We are seeing a very strange behavior from MonetDB from simple queries on a single table.
In monthly_tou_avg_price table, we have monthly average aggregate data that were inserted from a very large table (> 2 billion) with hourly data. We have created the aggregate table to speed up certain queries. Strangely, we are getting incorrect results from very simple queries on the aggregate table.

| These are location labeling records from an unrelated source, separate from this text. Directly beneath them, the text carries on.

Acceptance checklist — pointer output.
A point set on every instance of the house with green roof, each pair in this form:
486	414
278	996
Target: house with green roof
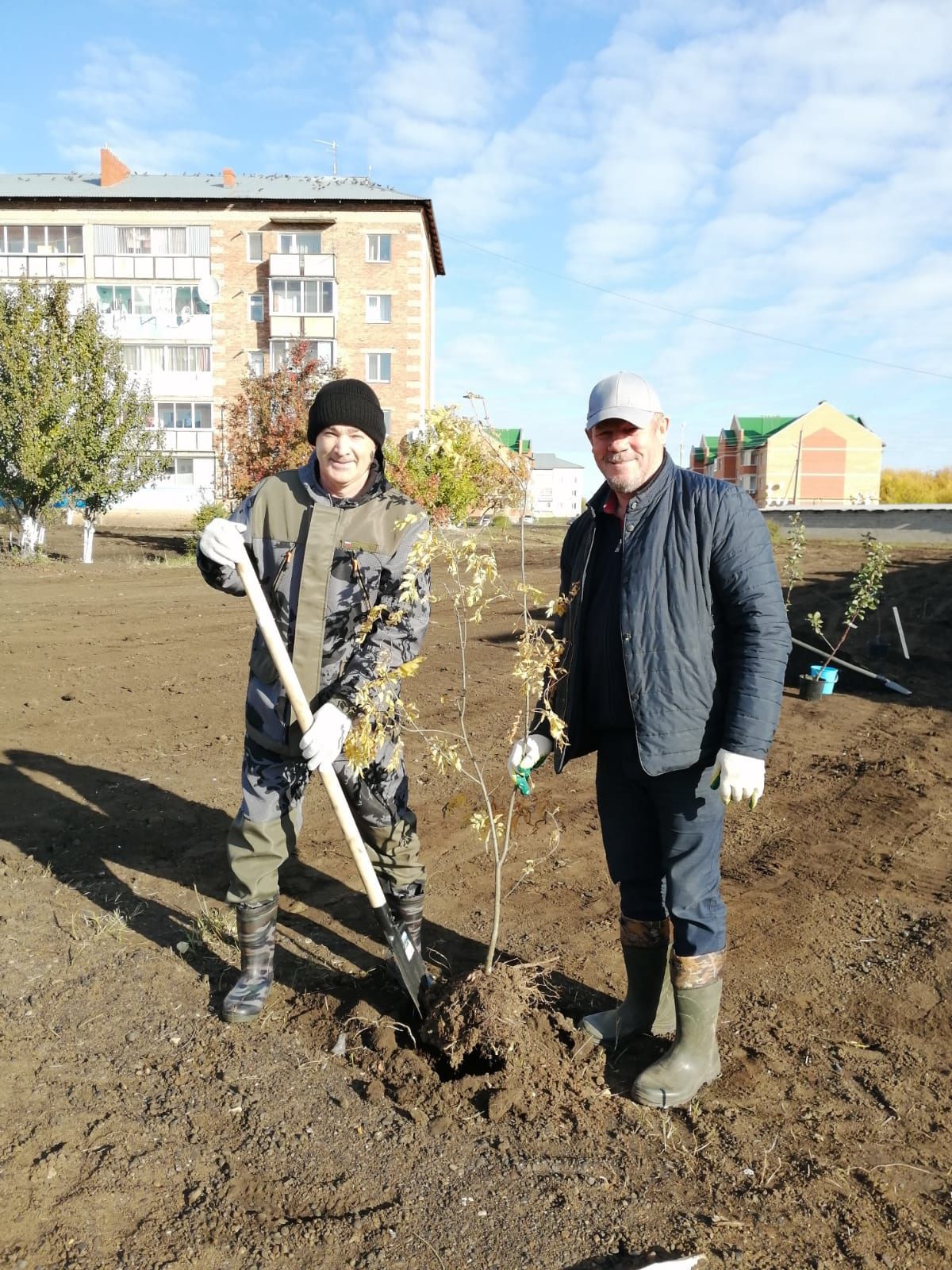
818	459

Q1 below returns 9,890 records with yyyy_mm column having empty value for the 2012-07 records. All of the 2012-07 records are missing the yyyy_mm value. We ran the SQL statement that inserted those records and it does not show any empty yyyy_mm values. If we check for empty string or null value in yyyy_mm column (Q2 and Q3) against the aggregate table, we do not get any hits. If we query for yyyy_mm= '2012-07' as in Q4, we get exactly 9890 records showing yyyy_mm populated with value 2012-07. How could this be possible, Q1 showing empty yyyy_mm values for the same 9,890 records and Q4 showing 2012-07 yyyy_mm values?
Q1: select * from monthly_tou_avg_price where header_id = 6
Q2: select * from monthly_tou_avg_price where header_id = 6 and yyyy_mm = ''
Q3: select * from monthly_tou_avg_price where header_id = 6 and yyyy_mm is null
Q4: select * from monthly_tou_avg_price where header_id = 6 and yyyy_mm = '2012-07'
Q5 below returns empty value for yyyy_mm even though yyyy_mm column does not have any empty or null values. Q6 does not return any empty or null yyyy_mm values and contradicts Q5 result by returning 2012-07. Furthermore, Q7 contradicts Q5 with 9,890 records with 2012-07 value in yyyy_mm column.
Q5: select distinct yyyy_mm from monthly_tou_avg_price where header_id = 6
Q6: select distinct yyyy_mm from monthly_tou_avg_price
Q7: select * from monthly_tou_avg_price where header_id = 6 and years = 2012 and months = 7
yyyy_mm L15
9890
2009-04 7574
2009-05 7574
2009-06 7750
2009-07 7786
2009-08 7788
2009-09 7828
2009-10 7814
2009-11 7844
2009-12 8322
2010-01 8317
2010-02 8363
2010-03 8361
2010-04 9214
2010-05 9124
2010-06 9156
2010-07 9165
2010-08 9195
2010-09 9197
2010-10 9198
2010-11 9234
2010-12 9232
2011-01 9246
2011-02 9238
2011-03 9696
2011-04 9672
2011-05 9670
2011-06 9668
2011-07 9656
2011-08 9698
2011-09 9682
2011-10 9724
2011-11 9706
2011-12 9768
2012-01 9766
2012-02 9764
2012-03 9832
2012-04 9824
2012-05 9826
2012-06 9902
We also ran an UPDATE statement to set yyyy_mm to 2012-07 for rows with header_id = 6 and years = 2012 and months = 7. And, 9,890 records were successfully updated. However, Q1 through Q8 returned same results as above with no improvement.
We have not seen this kind of issues in other tables. This problem seems to be limited to a table that is populated with an INSERT INTO statement. We checked the result returned by the select portion of Q8 and yyyy_mm is populated with 2012-07. But, the aggregate table seems to end up in a weird state where it returns incorrect results.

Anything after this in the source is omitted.